Program in Macromolecular Science and Engineering, University of Michigan, Ann Arbor, MI 48109 ; Michigan Nanotechnology Institute for Medicine and Biological Sciences, University of Michigan, Ann Arbor, MI 48109.

出版信息

Macromolecules. 2012 Jun 26;45(12):5316-5320. doi: 10.1021/ma300485p. Epub 2012 Jun 11.

DOI:10.1021/ma300485p
PMID:23180887
原文链接:https://pmc.ncbi.nlm.nih.gov/articles/PMC3501731/
Abstract

Poly(amidoamine) (PAMAM) dendrimer are branched polymers with low degrees of heterogeneity. Current synthesis methods, however, result in substantial batch variability.
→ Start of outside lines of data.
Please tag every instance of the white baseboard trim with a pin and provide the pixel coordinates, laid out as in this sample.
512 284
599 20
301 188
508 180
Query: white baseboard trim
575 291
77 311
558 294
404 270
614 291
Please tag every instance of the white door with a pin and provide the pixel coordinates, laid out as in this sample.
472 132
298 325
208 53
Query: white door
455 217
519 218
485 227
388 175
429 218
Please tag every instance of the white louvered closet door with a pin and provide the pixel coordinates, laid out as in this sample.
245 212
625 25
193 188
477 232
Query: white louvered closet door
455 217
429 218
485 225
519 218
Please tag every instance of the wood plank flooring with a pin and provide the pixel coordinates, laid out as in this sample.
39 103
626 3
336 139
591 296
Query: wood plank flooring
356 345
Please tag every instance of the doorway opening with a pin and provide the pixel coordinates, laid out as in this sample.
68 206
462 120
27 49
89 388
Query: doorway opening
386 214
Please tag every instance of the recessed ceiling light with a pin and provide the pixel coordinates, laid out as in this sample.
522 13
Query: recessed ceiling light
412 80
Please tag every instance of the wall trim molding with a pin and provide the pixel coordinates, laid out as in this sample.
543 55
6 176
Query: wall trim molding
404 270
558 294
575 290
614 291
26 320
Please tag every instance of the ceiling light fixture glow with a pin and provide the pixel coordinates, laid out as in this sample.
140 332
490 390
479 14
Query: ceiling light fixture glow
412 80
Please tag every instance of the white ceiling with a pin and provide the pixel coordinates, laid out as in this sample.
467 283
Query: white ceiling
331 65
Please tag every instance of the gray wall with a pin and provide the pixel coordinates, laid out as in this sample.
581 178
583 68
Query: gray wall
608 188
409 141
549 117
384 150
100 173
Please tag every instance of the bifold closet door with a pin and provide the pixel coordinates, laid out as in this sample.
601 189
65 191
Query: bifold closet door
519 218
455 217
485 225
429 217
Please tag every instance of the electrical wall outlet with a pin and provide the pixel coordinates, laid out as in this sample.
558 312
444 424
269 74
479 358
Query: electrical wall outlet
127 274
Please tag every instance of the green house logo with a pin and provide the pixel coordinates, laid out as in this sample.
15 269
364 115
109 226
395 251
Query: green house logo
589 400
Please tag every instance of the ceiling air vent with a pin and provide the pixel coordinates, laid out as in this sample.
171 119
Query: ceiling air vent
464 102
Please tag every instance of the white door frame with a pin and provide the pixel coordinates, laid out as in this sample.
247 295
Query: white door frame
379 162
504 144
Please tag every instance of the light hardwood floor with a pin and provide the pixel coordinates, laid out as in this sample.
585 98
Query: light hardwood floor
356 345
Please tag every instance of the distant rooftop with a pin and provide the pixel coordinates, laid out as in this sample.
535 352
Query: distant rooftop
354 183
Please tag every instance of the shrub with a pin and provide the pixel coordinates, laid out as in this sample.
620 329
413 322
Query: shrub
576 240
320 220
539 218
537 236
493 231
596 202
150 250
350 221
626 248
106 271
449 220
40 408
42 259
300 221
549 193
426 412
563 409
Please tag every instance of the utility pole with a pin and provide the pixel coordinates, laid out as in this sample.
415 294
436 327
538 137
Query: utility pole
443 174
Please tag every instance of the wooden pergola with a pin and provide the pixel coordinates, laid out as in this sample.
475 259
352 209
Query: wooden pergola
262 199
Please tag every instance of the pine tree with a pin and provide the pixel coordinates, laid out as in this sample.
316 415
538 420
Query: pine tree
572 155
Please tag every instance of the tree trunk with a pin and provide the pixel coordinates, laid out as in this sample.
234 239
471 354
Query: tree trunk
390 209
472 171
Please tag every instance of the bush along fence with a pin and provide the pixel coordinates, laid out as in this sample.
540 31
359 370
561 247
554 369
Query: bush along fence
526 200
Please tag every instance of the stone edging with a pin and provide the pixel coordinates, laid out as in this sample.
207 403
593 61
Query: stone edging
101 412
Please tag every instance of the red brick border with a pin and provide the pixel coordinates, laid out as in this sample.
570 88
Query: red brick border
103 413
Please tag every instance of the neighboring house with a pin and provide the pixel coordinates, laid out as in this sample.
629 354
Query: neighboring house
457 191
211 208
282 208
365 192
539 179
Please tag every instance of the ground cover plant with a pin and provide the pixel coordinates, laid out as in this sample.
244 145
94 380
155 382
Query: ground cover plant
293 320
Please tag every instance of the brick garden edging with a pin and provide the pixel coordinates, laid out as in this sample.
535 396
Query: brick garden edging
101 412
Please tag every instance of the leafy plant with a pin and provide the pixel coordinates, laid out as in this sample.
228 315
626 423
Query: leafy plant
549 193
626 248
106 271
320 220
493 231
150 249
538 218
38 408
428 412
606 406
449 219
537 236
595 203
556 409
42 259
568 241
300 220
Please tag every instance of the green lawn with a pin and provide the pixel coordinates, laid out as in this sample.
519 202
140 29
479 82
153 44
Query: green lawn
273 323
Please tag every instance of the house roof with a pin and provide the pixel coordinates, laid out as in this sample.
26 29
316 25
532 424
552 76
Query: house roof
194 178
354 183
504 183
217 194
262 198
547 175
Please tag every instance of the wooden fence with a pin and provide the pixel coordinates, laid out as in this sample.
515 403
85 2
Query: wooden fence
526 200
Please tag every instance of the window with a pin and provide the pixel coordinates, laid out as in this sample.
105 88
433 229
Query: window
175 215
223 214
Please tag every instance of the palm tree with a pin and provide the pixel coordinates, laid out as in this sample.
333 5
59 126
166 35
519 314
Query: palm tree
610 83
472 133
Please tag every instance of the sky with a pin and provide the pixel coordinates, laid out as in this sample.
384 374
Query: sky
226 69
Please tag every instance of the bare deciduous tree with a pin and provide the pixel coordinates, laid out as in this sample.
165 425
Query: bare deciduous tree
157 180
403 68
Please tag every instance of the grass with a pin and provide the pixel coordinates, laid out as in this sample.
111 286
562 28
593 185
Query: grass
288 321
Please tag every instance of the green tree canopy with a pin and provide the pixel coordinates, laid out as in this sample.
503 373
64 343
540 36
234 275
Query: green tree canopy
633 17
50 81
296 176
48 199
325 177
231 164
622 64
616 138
We present our optimized procedure for post-synthesis (and post-market) purification of a generation 5 PAMAM dendrimer by membrane dialysis and demonstrate its effectiveness and limitations using a representative lot of biomedical grade dendrimer. This method successfully removes trailing generation defect structures, thereby reducing the heterogeneity of the material (PDI reduced from 1.04 to 1.02). Optimized analytical techniques to characterize the unpurified and purified dendrimer are also detailed. The efficiency of the purification method is successfully monitored by these analytics and dendrimer parameters that are critical for subsequent modification reactions and biological evaluation (M(n), M(w), PDI, average number of end groups) obtained. To provide better definition of the variability that should be expected between lots of synthesized material, HPLC traces for three additional commercial lots of dendrimer are also presented.

摘要

聚(酰胺胺)(PAMAM)树枝状大分子是具有低异质性程度的支化聚合物。然而,目前的合成方法会导致大量的批次变异性。我们展示了通过膜透析对第5代PAMAM树枝状大分子进行合成后(以及上市后)纯化的优化程序,并使用一批具有代表性的生物医学级树枝状大分子证明了其有效性和局限性。该方法成功去除了后续代的缺陷结构,从而降低了材料的异质性(多分散指数从1.04降至1.02)。还详细介绍了用于表征未纯化和纯化树枝状大分子的优化分析技术。通过这些分析方法以及对后续修饰反应和生物学评估至关重要的树枝状大分子参数(数均分子量、重均分子量、多分散指数、端基平均数)成功监测了纯化方法的效率。为了更好地定义合成材料批次之间预期的变异性,还展示了另外三批市售树枝状大分子的高效液相色谱图。